2.7 Models’ development

In our study, we developed three types of models using the selected features: 1. Single-modal models (Clinical model, Rad model, and DL model); 2. Pre-fusion models: These models used the fusion features to construct an integrated model (pre-fusion model Clinical+Rad, pre-fusion model Clinical+DL, and pre-fusion model Clinical+Rad+DL); 3. Post-fusion models: these models integrated probabilities from meta-classifiers constructed separately on single-modal models to build an integrated model (post-fusion model Clinical+Rad, post-fusion model Clinical+DL, and post-fusion model Clinical+Rad+DL).

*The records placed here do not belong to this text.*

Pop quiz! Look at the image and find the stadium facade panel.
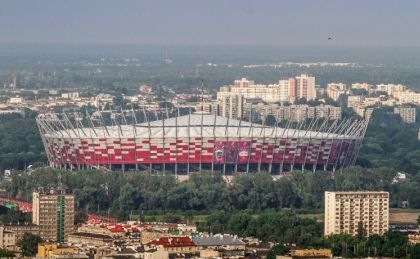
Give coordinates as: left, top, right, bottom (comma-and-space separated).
37, 112, 367, 174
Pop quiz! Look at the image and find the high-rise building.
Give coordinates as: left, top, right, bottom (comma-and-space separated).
32, 188, 74, 242
217, 78, 294, 103
295, 74, 316, 101
324, 192, 389, 239
394, 107, 416, 123
219, 92, 245, 119
327, 83, 347, 101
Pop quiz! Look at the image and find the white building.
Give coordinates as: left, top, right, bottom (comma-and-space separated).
351, 83, 373, 91
61, 92, 79, 99
327, 83, 347, 101
223, 78, 290, 102
394, 107, 416, 123
376, 84, 407, 97
324, 191, 389, 239
9, 96, 23, 104
295, 74, 316, 101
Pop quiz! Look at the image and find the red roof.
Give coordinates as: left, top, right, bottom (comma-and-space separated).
146, 237, 195, 247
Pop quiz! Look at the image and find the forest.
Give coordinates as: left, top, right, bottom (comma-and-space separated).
1, 166, 420, 219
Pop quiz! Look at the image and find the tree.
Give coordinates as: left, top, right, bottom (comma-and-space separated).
267, 244, 289, 259
17, 233, 42, 256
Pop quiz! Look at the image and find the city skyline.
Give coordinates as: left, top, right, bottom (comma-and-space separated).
0, 0, 420, 46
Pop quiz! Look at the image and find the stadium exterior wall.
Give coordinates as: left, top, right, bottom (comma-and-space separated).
37, 110, 367, 174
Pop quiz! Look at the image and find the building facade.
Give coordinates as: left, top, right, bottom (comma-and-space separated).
324, 192, 389, 239
295, 74, 316, 101
32, 189, 74, 242
394, 107, 416, 123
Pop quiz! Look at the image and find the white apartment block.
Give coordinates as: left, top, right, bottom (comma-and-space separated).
347, 95, 365, 108
327, 83, 347, 101
217, 92, 245, 119
324, 192, 389, 239
397, 90, 420, 105
394, 107, 416, 123
295, 74, 316, 101
376, 84, 407, 97
351, 83, 373, 91
244, 103, 342, 122
221, 78, 290, 102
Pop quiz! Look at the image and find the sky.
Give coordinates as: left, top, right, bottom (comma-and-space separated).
0, 0, 420, 46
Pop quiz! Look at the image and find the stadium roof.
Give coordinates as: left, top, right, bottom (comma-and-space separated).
46, 113, 360, 138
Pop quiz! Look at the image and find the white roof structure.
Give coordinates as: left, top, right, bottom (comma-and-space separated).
38, 113, 367, 139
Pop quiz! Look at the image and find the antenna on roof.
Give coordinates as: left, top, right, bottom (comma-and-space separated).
201, 79, 204, 113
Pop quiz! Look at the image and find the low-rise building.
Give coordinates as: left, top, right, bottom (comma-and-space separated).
68, 232, 114, 246
193, 234, 245, 257
144, 239, 197, 254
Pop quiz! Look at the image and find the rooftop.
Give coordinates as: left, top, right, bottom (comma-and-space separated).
193, 234, 245, 246
41, 113, 364, 139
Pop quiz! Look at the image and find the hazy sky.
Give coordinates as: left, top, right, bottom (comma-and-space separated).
0, 0, 420, 46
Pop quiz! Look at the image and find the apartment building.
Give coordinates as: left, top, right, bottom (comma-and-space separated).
327, 83, 347, 101
295, 74, 316, 101
394, 107, 416, 123
324, 191, 389, 239
32, 188, 74, 242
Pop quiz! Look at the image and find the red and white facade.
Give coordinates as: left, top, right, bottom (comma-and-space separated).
37, 112, 367, 174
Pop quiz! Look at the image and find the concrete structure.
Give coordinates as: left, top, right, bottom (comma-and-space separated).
327, 83, 347, 101
193, 234, 245, 257
217, 78, 294, 102
351, 83, 373, 91
244, 103, 341, 122
144, 239, 197, 255
219, 92, 245, 119
324, 192, 389, 239
0, 226, 16, 251
37, 111, 367, 174
32, 188, 74, 242
0, 224, 39, 251
394, 107, 416, 124
67, 232, 114, 247
295, 74, 316, 101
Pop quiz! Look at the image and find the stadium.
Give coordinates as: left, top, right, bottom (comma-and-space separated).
37, 110, 368, 174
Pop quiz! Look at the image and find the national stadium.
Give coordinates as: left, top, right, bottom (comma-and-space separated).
37, 110, 368, 174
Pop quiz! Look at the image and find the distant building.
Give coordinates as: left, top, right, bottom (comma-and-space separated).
295, 74, 316, 101
9, 96, 23, 104
244, 103, 342, 122
144, 236, 197, 255
327, 83, 347, 101
193, 234, 245, 257
218, 92, 245, 119
32, 188, 74, 242
61, 92, 79, 99
0, 229, 16, 251
324, 192, 389, 239
394, 107, 416, 123
351, 83, 373, 91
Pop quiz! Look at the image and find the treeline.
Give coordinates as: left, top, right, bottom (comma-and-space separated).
357, 107, 420, 175
0, 110, 46, 171
2, 167, 420, 217
198, 209, 323, 247
198, 210, 420, 258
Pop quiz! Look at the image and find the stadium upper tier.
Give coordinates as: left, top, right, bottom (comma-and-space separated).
37, 111, 367, 173
41, 113, 363, 139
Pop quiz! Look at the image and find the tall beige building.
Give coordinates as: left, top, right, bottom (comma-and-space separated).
324, 192, 389, 239
32, 189, 74, 242
295, 74, 316, 101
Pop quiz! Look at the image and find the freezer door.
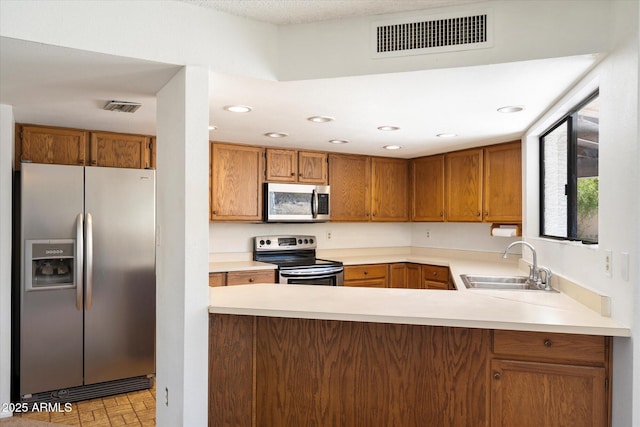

The stochastic gradient descent (SGD) was utilized to construct single-modal models and pre-fusion models, and the support vector machine (SVM) was employed to develop the post-fusion models. These machine-learning algorithms have been proven to have good applications in the medical field (25, 26).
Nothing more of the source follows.